Which of the following disorders is most amenable to treatment by corpus callosotomy?
A. dacrystic seizures
B. generalized tonic-clonic seizures
C. epileptic spasms
D. atonic seizures
E. Lennox-gestaut syndrome
D. atonic seizures
Atonic seizures are now classified by the International League Against Epilepsy (ILAE) in 2017 as generalized motor seizures with the subtype atonic. These seizures are a form of generalized epilepsy characterized by rapid loss of muscular tone causing falls to the ground due to rapid seizure generalization, i.e. drop attacks. The rapid nature of the falls can cause severe injuries.

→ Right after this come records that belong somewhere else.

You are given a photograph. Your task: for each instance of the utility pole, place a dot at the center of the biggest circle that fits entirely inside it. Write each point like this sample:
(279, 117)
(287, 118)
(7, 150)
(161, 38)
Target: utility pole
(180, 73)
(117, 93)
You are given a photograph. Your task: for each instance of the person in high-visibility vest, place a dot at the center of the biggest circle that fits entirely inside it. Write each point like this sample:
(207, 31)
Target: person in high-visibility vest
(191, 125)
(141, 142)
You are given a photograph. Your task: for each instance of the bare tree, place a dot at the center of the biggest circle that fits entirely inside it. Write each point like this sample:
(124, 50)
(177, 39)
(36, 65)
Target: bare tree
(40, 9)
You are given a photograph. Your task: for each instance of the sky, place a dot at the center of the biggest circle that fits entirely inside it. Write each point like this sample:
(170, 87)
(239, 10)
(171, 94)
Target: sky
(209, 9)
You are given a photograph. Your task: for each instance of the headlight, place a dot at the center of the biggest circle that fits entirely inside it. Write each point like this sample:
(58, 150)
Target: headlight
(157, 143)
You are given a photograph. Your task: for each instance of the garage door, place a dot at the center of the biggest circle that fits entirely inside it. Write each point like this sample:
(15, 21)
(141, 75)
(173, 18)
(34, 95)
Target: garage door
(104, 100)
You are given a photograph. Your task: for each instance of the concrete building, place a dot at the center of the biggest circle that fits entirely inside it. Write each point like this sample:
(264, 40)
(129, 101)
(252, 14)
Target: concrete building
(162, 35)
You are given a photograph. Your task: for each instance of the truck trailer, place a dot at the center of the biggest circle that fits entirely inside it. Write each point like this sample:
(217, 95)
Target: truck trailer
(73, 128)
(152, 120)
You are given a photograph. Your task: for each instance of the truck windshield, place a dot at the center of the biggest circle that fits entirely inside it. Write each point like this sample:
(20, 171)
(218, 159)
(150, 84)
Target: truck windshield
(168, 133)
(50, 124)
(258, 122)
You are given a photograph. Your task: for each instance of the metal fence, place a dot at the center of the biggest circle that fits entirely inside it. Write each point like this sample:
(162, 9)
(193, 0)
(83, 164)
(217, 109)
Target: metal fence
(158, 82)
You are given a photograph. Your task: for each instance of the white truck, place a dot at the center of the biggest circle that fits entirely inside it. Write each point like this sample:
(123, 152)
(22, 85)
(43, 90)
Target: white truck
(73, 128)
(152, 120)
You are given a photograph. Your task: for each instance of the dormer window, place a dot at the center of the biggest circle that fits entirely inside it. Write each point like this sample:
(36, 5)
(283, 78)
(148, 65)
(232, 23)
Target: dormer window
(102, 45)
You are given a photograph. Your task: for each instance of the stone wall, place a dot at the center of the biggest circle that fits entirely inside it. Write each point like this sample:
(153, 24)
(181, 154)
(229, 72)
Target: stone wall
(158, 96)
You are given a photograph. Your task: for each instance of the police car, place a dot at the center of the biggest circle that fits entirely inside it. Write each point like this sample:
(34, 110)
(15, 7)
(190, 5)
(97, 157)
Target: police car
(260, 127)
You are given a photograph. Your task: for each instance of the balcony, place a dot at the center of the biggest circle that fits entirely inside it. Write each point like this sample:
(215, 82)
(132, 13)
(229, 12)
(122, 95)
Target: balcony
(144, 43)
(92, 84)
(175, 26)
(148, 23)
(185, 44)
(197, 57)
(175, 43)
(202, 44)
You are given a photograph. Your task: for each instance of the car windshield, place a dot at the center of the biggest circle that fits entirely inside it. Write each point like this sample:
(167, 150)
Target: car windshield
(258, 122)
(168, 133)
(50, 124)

Atonic seizures aka drop attacks are treated with vagal nerve stimulation as first-line and corpus callosotomy for patients that do not respond to Vagal Nerve Stimulation (VNS). For atonic seizures specifically, VNS typically results in 57.6% of patients having at least 50% reduction in seizures, and corpus callosotomy 85.6%. Side-effects for VNS are typically mild with voice changes (22%), side-effects for corpus callosotomy include disconnection syndrome (13.2%).

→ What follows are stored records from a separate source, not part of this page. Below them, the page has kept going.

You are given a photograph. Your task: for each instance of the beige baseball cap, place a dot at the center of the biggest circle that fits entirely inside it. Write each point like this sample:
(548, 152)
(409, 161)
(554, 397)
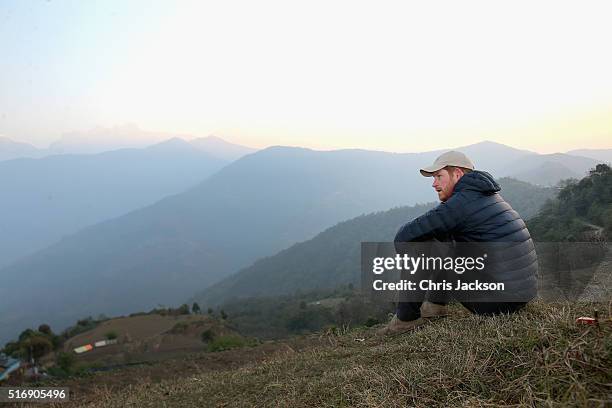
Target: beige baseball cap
(452, 158)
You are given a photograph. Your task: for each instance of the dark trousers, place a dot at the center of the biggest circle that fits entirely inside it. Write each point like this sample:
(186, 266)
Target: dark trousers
(407, 311)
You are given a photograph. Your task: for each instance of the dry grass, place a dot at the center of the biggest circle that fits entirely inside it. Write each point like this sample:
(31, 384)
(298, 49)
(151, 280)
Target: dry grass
(539, 357)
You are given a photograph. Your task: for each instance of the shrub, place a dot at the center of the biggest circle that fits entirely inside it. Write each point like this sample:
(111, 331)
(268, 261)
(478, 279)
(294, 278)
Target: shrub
(208, 336)
(228, 342)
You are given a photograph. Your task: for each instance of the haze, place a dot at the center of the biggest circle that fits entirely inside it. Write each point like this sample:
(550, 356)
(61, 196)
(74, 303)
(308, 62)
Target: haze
(396, 76)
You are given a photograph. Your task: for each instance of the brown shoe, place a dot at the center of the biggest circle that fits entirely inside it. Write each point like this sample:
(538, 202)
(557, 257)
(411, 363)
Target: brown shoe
(430, 310)
(397, 326)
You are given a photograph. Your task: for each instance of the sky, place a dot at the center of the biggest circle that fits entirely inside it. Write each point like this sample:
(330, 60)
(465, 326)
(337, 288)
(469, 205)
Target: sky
(387, 75)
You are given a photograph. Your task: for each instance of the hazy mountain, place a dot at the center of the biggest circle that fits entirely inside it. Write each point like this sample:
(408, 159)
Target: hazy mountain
(494, 157)
(10, 149)
(45, 199)
(332, 258)
(602, 155)
(256, 206)
(548, 169)
(220, 148)
(102, 139)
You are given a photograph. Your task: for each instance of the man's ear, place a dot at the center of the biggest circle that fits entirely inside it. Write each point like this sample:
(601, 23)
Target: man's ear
(458, 173)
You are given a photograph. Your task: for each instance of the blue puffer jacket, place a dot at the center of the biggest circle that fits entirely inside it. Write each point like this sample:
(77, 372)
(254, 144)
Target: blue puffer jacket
(477, 213)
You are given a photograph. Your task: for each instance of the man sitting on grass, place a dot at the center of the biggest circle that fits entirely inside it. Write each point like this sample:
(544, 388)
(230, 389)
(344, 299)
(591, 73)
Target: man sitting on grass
(471, 210)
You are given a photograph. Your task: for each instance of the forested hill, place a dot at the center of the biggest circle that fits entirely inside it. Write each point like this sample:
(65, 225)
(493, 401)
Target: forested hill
(332, 258)
(581, 209)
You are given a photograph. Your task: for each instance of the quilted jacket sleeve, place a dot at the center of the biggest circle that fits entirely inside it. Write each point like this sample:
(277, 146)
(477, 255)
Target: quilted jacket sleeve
(437, 223)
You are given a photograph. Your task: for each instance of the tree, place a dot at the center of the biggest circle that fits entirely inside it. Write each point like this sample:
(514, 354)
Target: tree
(65, 361)
(183, 309)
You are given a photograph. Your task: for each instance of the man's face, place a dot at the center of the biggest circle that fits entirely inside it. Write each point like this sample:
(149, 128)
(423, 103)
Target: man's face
(444, 183)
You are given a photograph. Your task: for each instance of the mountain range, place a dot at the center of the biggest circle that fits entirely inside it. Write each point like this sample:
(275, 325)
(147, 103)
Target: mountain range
(45, 199)
(332, 258)
(253, 207)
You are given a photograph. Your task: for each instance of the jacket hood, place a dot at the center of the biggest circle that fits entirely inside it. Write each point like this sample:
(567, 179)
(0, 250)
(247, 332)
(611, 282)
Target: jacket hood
(477, 180)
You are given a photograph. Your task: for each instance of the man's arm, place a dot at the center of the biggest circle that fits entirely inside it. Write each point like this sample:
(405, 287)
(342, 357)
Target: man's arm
(436, 223)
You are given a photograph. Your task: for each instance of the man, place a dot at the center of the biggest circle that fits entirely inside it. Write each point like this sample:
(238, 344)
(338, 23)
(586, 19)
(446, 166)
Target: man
(471, 210)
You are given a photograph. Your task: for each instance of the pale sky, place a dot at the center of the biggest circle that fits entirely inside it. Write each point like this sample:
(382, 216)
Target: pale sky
(385, 75)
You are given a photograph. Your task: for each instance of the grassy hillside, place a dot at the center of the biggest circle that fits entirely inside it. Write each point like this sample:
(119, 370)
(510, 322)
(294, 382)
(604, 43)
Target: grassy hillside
(539, 357)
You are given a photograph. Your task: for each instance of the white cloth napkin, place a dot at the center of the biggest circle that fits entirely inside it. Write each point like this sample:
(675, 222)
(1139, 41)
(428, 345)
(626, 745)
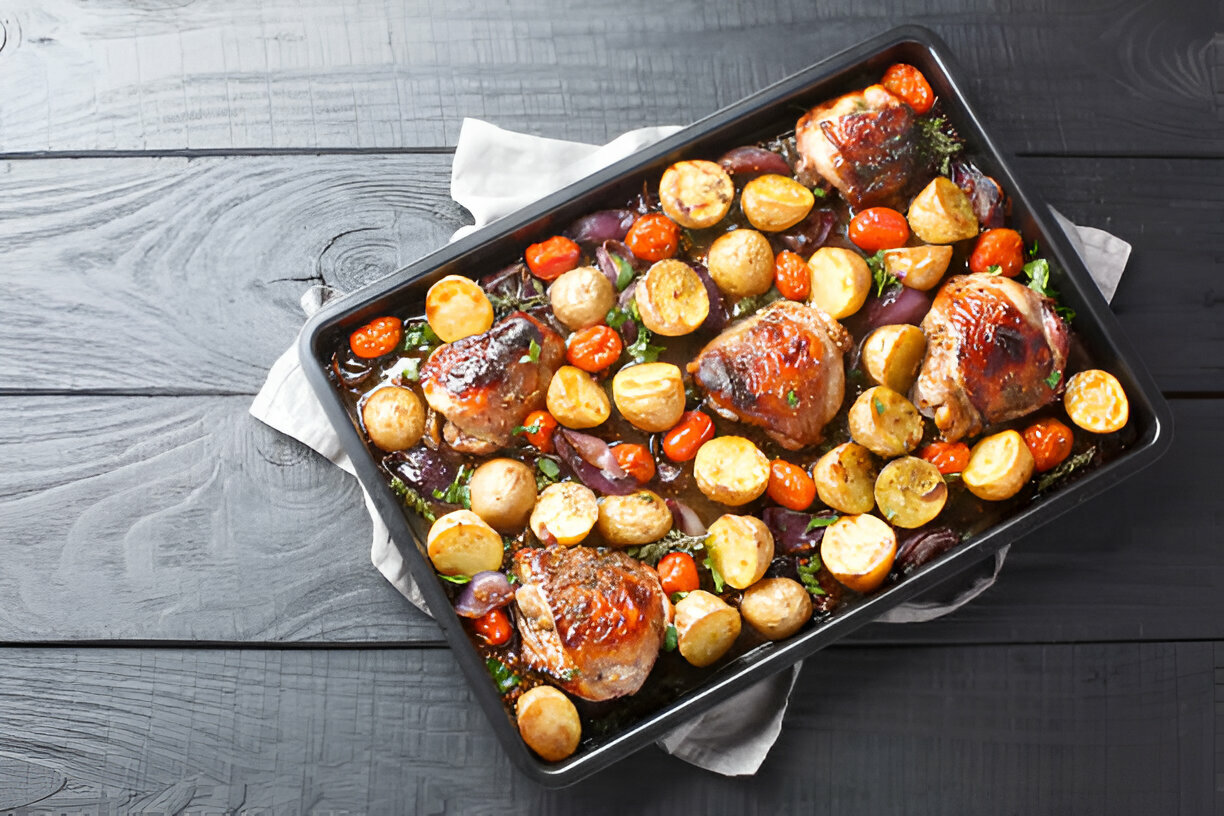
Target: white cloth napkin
(495, 173)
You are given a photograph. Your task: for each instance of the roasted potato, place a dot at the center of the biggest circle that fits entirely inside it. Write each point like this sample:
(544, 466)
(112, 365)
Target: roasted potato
(858, 551)
(841, 280)
(941, 213)
(582, 297)
(671, 299)
(910, 492)
(566, 511)
(885, 422)
(741, 548)
(394, 417)
(695, 193)
(776, 607)
(741, 263)
(634, 519)
(548, 722)
(846, 478)
(503, 493)
(999, 466)
(575, 400)
(463, 543)
(731, 470)
(457, 307)
(705, 628)
(650, 395)
(918, 267)
(892, 355)
(774, 203)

A 54-year-old man has a history of bilateral essential tremor. He underwent a successful left-sided thalamotomy 10 years ago. He now wants to have his other side treated. Which of the following is the most appropriate next step?
A. Right VIM deep brain stimulation
B. Right STN deep brain stimulation
C. Right thalamotomy
D. Right pallidotomy
E. He is not a candidate for surgical treatment.

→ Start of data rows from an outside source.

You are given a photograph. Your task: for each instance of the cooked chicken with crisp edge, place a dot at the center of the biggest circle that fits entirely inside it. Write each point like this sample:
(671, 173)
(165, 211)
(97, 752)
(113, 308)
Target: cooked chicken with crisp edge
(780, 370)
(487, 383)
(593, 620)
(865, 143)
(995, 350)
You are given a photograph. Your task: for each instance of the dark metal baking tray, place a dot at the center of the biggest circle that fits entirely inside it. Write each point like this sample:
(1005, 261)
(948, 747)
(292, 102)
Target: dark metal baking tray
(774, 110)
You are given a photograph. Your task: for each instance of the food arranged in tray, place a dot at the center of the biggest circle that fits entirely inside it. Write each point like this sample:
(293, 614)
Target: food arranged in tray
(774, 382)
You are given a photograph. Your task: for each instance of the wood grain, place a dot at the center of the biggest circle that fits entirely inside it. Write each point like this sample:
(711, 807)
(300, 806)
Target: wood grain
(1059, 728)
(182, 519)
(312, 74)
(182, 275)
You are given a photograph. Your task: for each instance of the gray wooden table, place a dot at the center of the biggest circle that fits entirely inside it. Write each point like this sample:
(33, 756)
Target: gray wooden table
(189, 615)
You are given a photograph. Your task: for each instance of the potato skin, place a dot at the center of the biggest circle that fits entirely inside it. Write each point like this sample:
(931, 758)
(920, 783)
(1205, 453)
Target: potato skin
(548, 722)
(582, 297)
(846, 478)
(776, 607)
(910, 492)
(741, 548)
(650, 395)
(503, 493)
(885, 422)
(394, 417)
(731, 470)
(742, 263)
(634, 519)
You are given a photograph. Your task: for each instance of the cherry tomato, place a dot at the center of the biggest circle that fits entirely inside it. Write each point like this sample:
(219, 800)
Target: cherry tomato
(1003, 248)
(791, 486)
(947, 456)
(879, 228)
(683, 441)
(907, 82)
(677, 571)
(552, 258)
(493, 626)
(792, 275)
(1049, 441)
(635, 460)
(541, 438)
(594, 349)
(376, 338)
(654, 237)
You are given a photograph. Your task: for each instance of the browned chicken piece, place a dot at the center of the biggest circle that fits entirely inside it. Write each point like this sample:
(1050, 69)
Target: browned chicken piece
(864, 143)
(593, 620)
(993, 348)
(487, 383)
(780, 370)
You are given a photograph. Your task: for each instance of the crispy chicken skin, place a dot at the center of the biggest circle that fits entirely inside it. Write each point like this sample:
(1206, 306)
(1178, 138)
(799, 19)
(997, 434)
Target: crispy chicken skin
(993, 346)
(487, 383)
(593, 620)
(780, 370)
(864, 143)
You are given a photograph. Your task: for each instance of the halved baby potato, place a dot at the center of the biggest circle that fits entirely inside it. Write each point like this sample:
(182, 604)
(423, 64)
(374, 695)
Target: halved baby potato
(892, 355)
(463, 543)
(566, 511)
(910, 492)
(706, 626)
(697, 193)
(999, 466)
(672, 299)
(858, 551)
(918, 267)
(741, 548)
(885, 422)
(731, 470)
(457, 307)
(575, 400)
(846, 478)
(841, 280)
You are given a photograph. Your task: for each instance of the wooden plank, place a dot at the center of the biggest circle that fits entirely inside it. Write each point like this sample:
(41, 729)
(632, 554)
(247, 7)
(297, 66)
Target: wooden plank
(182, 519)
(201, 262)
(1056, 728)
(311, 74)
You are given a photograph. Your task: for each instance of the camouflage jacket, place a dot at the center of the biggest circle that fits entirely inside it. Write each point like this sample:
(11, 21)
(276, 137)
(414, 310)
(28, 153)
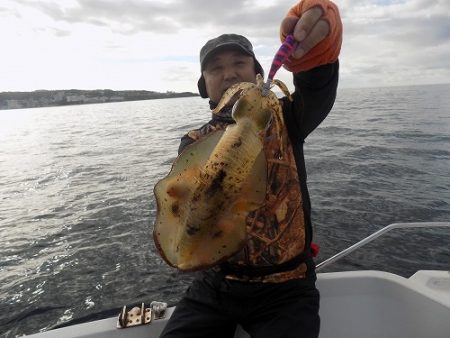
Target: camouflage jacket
(281, 229)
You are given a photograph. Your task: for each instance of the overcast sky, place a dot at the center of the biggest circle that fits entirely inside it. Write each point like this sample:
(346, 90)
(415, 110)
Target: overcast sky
(154, 44)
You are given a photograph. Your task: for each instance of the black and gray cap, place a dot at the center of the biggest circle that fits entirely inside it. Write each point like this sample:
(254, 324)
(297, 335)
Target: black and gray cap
(224, 42)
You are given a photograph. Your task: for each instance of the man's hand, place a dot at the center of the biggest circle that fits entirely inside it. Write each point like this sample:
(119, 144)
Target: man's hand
(308, 30)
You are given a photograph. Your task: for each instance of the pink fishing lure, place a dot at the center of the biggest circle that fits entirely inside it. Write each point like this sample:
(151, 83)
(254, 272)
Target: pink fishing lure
(286, 48)
(282, 54)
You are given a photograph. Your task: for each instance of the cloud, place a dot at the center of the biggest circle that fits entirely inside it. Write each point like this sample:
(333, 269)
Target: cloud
(386, 42)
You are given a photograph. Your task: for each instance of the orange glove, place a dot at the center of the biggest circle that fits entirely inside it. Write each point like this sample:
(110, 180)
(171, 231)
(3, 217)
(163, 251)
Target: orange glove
(326, 50)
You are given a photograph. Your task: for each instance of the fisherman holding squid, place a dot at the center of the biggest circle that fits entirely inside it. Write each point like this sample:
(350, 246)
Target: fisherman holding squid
(235, 206)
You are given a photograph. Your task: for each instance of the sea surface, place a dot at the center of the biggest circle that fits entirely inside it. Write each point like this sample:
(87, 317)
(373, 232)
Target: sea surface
(77, 205)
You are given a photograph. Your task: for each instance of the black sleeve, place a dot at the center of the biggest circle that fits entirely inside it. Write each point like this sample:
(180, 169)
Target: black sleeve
(315, 92)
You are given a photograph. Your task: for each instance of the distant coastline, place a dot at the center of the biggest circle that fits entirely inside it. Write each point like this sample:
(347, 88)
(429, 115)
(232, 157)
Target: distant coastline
(49, 98)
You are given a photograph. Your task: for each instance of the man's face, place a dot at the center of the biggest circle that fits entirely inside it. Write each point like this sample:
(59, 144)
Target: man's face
(225, 69)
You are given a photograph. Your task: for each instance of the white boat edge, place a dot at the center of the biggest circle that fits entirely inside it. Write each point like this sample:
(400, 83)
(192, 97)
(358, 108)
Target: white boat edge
(353, 304)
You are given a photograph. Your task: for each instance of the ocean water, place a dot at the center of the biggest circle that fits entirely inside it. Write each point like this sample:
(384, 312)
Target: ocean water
(77, 205)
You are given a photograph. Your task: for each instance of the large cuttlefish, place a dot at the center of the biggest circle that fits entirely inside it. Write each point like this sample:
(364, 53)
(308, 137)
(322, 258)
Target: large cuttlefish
(203, 203)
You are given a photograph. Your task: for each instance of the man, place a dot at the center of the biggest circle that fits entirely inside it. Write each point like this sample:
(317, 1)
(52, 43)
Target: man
(269, 287)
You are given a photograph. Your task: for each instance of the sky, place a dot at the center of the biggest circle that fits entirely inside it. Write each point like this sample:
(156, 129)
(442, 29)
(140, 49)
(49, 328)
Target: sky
(154, 44)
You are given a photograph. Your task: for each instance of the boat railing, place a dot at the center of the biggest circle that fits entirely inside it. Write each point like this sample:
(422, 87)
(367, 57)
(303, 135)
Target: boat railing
(377, 234)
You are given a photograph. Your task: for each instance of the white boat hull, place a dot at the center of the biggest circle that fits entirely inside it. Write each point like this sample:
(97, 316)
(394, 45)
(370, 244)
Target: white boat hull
(353, 304)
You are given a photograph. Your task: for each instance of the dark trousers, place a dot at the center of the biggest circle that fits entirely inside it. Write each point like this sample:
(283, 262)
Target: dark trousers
(212, 307)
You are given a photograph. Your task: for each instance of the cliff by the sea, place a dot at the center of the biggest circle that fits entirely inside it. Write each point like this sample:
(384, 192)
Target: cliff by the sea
(46, 98)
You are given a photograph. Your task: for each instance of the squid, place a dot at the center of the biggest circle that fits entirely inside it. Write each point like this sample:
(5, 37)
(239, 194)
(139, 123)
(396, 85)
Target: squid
(203, 203)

A. Right VIM deep brain stimulation
In patients with previous thalamotomy and severe, medically refractory essential tremor on the untreated side, contralateral deep brain stimulation is a safe and effective therapy. However, the risk is increased of side effects is increased with bilateral procedures (e.g., dysarthria, gait ataxia) and stimulation may need to be titrated to avoid these. Bilateral thalamotomy is not recommended due to the significantly increased risk of these effects and the irreversibility of the procedure. The STN and globus pallidus are not targets of therapy for essential tremor.
According to cortical stimulation mapping studies of the dominant hemisphere, which of the following cortical areas, when stimulated, is most likely to result in speech alteration?
A. Posterior inferior frontal gyrus
B. Orbitofrontal gyrus
C. Posterior middle frontal gyrus
D. Temporal pole
E. Posterior superior frontal gyrus
A. Posterior inferior frontal gyrus
The posterior inferior frontal gyrus (classically referred to as Broca’s area) is associated with speech arrest. The supramarginal gyrus and portions of the posterior temporal lobe (posterior superior and middle temporal gyri) are more commonly associated with alexia
Which of the following anticonvulsant drugs is the safest to administer to a patient with hepatic failure?
A. Phenytoin (Dilantin)
B. Valproic acid (Depakote)
C. Felbamate (Onfi)
D. Phenobarbital (Luminal)
E. Levetiracetam (Keppra)
E. Levetiracetam (Keppra)
A number of anti-epileptic drugs are metabolized by the liver and should be avoided in patients with hepatic dysfunction and disease, including valproic acid, phenytoin, phenobarbital, and felbamate. Hepatic dysfunction requires careful dosing of these medications. A number of these medications can rarely be hepatotoxic as well. Renal function should also be considered when dosing anti-epileptic drugs, as protein-binding of medications such as phenytoin and valproic acid can be reduced, confounding measurement of serum concentrations.